A handful of wildfires have sparked along the I-70 corridor in the past week.
Last Friday, the Cottonwood Creek Fire forced a closure of I-70 and Highway 6 and a temporary evacuation of residents in the Rulison area. On Monday, residents near Sunny Acres Road received a pre-evacuation notice, which was quickly lifted as firefighters contained the blaze.
Kevin Warner is the district ranger for the Aspen-Sopris Ranger District in the White River National Forest. Speaking after a fire education event last week, Warner said historically, people thought of the Roaring Fork Valley as an area with less frequent, more intense fires.
“But over the past decade or two, we've really seen that change,” Warner said. “And now we see more fires, more frequently in this area than we have in the past.”
Warner said the Roaring Fork Valley and surrounding area has mirrored trends seen across the country.
According to NASA, fire weather in the American West has become more common, and human-caused climate change is the main reason. A warmer planet means hotter temperatures, earlier snowmelt and less summer precipitation in dry regions.
Wildfires are a naturally occurring part of the landscape, serving to regenerate and refresh the ecosystem. But decades of wildfire suppression and a subsequent buildup of flammable fuels have compounded the effects of climate change on fire intensity.
The U.S. Forest Service is now working to undo that fuel buildup.
With the help of the Wildfire Collaborative Roaring Fork Valley, Warner said his agency is actively engaged in fire mitigation work, including prescribed burns such as April’s Sunnyside Prescribed Fire in Aspen. Their strategy also includes manual and machine-powered clearing of vegetation, done in a pattern that Warner calls “groupy clumpy.”
“A lot of the work that you'll see out there actually leaves clumps of trees grouped up, and then areas in between those trees of cleared area,” Warner said.
That’s intended to mimic the effect of what a natural wildfire would do to the landscape, and Warner said it’s been found to be beneficial for wildlife, on top of mitigating future fires.
Try this at home
Much of the local mitigation work is made possible by the Wildfire Collaborative Roaring Fork Valley.
The nonprofit brings together fire agencies, local government, businesses and private citizens to focus on the challenge of mitigating wildfire. They raise money through grants and donations to help fund wildfire mitigation work, including the Forest Service’s efforts. The collaborative is currently facilitating several large-scale forest projects in the region.

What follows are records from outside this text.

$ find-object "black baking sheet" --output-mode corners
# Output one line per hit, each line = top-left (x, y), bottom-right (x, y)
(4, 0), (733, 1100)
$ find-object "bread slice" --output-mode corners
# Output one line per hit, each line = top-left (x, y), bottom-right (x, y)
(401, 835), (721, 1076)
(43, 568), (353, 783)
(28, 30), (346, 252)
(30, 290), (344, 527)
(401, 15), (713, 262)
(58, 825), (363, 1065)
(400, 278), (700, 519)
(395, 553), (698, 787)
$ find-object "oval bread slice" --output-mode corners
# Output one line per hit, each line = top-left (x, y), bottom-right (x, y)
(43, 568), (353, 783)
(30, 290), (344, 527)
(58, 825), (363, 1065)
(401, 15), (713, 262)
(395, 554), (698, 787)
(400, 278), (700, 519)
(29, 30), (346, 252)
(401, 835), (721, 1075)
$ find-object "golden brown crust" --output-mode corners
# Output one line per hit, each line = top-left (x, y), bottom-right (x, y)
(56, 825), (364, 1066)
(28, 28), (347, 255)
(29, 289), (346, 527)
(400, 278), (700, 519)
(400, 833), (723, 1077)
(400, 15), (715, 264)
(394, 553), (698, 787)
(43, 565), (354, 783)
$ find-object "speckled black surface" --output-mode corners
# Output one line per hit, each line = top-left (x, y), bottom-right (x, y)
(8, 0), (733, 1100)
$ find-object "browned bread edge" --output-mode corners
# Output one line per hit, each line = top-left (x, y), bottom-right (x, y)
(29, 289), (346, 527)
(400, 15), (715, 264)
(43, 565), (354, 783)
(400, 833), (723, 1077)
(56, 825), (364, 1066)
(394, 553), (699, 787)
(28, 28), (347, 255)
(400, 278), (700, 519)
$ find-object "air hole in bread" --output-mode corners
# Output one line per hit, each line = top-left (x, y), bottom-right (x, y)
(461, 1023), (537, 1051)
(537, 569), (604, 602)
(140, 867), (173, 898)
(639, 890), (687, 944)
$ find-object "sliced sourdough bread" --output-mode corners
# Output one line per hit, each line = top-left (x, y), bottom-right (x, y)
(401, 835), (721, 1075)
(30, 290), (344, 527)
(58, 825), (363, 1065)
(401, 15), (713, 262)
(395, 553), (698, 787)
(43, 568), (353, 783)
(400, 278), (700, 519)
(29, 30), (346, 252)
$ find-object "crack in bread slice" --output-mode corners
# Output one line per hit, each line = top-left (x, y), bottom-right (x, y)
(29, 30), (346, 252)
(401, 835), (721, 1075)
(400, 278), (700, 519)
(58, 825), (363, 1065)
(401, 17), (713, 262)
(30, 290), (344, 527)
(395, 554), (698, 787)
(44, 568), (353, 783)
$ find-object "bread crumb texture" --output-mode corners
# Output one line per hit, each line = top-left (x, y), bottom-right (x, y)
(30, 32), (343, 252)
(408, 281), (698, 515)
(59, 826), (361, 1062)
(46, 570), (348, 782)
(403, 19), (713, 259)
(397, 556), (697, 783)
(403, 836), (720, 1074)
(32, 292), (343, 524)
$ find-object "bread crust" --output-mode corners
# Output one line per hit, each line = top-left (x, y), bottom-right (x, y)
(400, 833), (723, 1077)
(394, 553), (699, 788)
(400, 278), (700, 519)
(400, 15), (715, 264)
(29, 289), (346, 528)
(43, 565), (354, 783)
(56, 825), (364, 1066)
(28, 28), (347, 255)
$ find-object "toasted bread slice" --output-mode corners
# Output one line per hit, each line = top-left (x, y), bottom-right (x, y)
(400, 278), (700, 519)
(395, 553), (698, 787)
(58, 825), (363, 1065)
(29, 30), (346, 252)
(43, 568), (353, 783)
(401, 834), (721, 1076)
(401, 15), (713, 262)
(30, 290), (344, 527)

However, they're also focused on working with residents to make their homes more wildfire resistant. Angie Davlyn heads the organization, which hosted an educational film screening and panel in Snowmass Village last week. While wildfires are natural and unavoidable, the filmmakers say they don’t have to cause catastrophic damage to homes.
Davlyn said making a home fire resistant is often pretty simple.

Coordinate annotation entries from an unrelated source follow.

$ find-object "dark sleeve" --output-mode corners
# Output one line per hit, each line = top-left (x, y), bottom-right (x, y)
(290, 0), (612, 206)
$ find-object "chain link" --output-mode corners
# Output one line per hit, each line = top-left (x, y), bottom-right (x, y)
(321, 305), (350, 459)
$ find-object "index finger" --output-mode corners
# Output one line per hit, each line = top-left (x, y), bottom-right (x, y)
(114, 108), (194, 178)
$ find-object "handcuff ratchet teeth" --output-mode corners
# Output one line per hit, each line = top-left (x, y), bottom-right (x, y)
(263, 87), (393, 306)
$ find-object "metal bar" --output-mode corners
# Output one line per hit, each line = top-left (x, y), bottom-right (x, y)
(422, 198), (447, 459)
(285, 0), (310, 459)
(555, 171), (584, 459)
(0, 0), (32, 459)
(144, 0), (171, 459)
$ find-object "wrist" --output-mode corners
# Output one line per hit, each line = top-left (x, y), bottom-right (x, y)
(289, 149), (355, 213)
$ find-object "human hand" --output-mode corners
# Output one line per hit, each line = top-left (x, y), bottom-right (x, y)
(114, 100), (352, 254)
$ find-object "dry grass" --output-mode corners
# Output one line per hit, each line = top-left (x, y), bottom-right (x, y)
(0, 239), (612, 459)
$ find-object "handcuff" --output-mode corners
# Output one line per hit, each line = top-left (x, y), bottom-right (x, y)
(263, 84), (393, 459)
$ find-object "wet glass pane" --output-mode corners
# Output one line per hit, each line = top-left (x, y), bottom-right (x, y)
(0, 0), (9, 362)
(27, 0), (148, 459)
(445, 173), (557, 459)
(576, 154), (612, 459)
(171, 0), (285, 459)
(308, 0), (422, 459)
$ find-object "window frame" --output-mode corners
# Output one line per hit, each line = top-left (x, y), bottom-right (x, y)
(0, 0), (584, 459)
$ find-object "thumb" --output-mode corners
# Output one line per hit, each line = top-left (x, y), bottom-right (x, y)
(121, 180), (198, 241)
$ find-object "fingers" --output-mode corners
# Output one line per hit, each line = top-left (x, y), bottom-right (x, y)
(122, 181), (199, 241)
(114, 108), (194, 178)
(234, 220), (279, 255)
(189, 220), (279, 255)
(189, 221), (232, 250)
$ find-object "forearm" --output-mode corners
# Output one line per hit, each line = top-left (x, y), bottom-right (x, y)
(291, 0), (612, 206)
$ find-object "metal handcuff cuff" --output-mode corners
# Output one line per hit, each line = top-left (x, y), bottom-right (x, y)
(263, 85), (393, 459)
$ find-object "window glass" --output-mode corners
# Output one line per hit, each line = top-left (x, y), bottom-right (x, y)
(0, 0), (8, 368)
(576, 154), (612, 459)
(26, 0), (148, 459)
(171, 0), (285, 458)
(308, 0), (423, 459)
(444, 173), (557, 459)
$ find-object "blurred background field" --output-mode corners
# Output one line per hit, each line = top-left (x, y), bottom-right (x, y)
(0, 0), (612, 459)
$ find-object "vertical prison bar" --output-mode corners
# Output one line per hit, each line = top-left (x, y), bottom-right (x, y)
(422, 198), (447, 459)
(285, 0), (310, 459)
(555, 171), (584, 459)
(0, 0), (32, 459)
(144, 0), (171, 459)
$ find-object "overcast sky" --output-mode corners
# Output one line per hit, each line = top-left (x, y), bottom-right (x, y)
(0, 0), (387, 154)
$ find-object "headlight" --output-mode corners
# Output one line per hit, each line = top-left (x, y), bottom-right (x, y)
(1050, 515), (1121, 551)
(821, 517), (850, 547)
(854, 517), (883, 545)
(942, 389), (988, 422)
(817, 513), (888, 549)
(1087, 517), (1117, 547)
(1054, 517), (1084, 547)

“It's really not a wall of flame or kind of this rolling fire that burns homes down,” Davlyn said after the event. “It's embers, and those embers can travel in the wind away from a front of a fire a mile, two miles, five miles.”
Hardening a home against fire then, involves reducing materials for those embers to catch on and preventing them from getting indoors, such as putting mesh over open vents and cleaning plant debris out of gutters and roofs.
It may also involve some landscaping, as experts recommend not having any plants within a five-foot radius of the home. Davlyn said some plants are better than others, and juniper bushes are “the worst.”
“Those burn at 800 degrees, and I'm shocked at how many decorative juniper plants I see all around the valley here,” Davlyn said.
The Colorado State Forest Service has a guide for low-flammability landscaping. Residents can also sign up to get a free home assessment and apply for funding assistance for more involved mitigation measures on the wildfire collaborative’s website.
“I think wildfire can feel sometimes like, ‘Climate change, this incredibly scary, overwhelming problem, what could I possibly do to make a difference?’” Davlyn said. “And in fact, it's something that individuals have immense power to change on their own.”